Friday, November 05, 2010
The whole Silverlight Brouhaha after PDC
A week has passed since PDC 2010. That is a week since we've had quite a Silverlight (and by implication, WPF) brouhaha, brought on by a statement made by Bob Muglia in an interview with Mary-Jo Foley, that was a mixture of unfortunate wording and being taken out of context (not by Mary-Jo, but by many others). Since then, things have calmed down a little as Microsoft has clarified a number of things and people have done some logical thinking. So with some distance, let's take a look at the situation:
The original interview that contains the statement of Bob Muglia can be found here:
In short, Bob Muglia referred to Microsoft's effort around Silverlight and Windows Phone 7, as that was one of the big focus areas of PDC 2010. Bob referred to the strategy having shifted and how Silverlight is now an important platform for the phone. The way this was taken by the community was "our Silverlight strategy has shifted from the web to the phone". This is rather unfortunate, as this is not what it was meant to say. If Bob would have simply changed one word, and instead of "shifted" would have said "expanded", everything would have been much clearer. A message that is really very positive ("Silverlight has just gotten more important by also making it the main technology for Windows Phone 7") all of a sudden became troublesome in the eyes of many who took it as a shift away from Silverlight's original strategy.
Of course what made matters worse is that Silverlight itself (or a future version of Silverlight) was not a focus of PDC 2010. Furthermore, HTML5 was a focus of PDC 2010 as Microsoft talked a lot about Internet Explorer 9 (HTML5 support is one of its major features) and Microsoft also for the first time publicly stated HTML5 was an important strategy (not a big surprise to any of the insiders... after all, it's not like HTML4 wasn't a big focus for Microsoft, so why think HTML5 all of a sudden wouldn't be important?).
Of course there was a bit of a further PR mishap that happened at PDC: PDC has always been a future oriented event that covered just about all significant Microsoft development technologies of the time. This PDC however, was different. (My personal impression even is that this was planned as some other event – perhaps focused entirely on Azure? – which was then re-branded as a PDC). It focused on a few key areas only (Windows Azure, Windows Phone 7, and Internet Explorer 9). And it was very much focused on the "here and now". All in all, this PDC really didn't have much in common with what most people think of when they think of a "real PDC". All of this was known ahead of time (especially "insiders" were in the loop, and I assume people who signed up to be on-site in Redmond knew too), but it was not communicated to the extent it probably should have been. Well, hindsight is 20:20. But if this would have been understood by more people, it would have made it clearer why Silverlight "5" (or whatever the next version might be called) was not discussed at PDC and that that in itself is not reason for any conspiracy theories. (Personally, I think it might have been worth considering a different name for this event, but there are pros and cons of course).
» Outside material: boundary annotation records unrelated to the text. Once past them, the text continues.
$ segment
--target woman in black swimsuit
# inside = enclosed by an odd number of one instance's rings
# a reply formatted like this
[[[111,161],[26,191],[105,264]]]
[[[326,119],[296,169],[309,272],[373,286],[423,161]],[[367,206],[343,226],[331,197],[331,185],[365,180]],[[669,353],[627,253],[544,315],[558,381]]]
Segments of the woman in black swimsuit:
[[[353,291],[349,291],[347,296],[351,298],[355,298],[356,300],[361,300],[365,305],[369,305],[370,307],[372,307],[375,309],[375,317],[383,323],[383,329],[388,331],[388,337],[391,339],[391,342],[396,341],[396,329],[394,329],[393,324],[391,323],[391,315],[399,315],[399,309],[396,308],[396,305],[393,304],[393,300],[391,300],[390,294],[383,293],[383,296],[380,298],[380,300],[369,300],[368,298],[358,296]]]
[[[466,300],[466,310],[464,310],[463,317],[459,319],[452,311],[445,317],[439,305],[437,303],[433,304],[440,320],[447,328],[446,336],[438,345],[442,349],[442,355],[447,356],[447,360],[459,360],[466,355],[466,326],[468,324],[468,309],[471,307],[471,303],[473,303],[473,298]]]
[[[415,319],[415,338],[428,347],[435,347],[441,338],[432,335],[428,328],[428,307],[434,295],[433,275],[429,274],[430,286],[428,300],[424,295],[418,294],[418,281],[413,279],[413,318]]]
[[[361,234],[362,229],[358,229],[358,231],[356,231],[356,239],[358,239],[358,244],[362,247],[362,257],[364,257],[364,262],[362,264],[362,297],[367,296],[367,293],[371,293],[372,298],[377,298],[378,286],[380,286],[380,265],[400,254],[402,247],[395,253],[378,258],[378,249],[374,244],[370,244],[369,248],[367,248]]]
So long story short: The future of Silverlight is bright and there is no reason for concern. Silverlight is a great environment to develop rich applications that go beyond of the things you can do in HTML (5 or otherwise). WPF is an even richer environment and has its place as well (and the next version is in the works). None of that has changed. And of course, HTML(5) has its place as well. HTML is the most generic cross-platform UI environment (which is important in times where companies like Apple refuse to do anything but HTML except for their completely proprietary technologies, with no desire to allow companies like Adobe or Microsoft to put their technologies on their platforms). HTML’s strength is a bit more on document centric things, although it can also be used for many typical UIs. But HTML isn't Silverlight when it comes to rich experiences (no, not even HTML5 is… watch my recent WPF/SL productivity and styling video (here) and tell me how you’d build the same thing in HTML5 productively). Each technology has its place. And obviously, neither the move from HTML4 to HTML5 nor the Silverlight support for Windows Phone invalidates or changes that.
Why do I know all this, you might wonder? Am I just making this up?
Well, for one, networks like the MVP and RD communities have been ablaze with emails and discussions regarding the issue (with Microsoft being in the discussion). Clearly, no group (including Microsoft) has an interest in having anyone declare Silverlight to be unsupported. And that is good. Seeing that Microsoft puts great effort into damage control tells all of us that they want to make it clear that Silverlight is an important strategy. That in itself is an important message.
I also know what Scott Guthrie said at the keynote at DevConnections earlier this week (and after PDC). He re-stated that Silverlight (on the web as well as otherwise) is a key technology for Microsoft. He also stated that the Silverlight team is currently larger than it has ever been (a surprising statement, not in its core content, but because Microsoft practically never makes statements about team sizes).
In addition, statements have been issued by Steve Ballmer and Bub Muglia, clarifying what they had really meant to say and what Microsoft's position on Silverlight really is. Here are the links to these statements:
So there you have it! Time to move on and build some Silverlight apps! This has been needlessly disruptive already. I have used Silverlight as strategic technology in several of my companies, and I will continue to do so. And I will sleep better for it.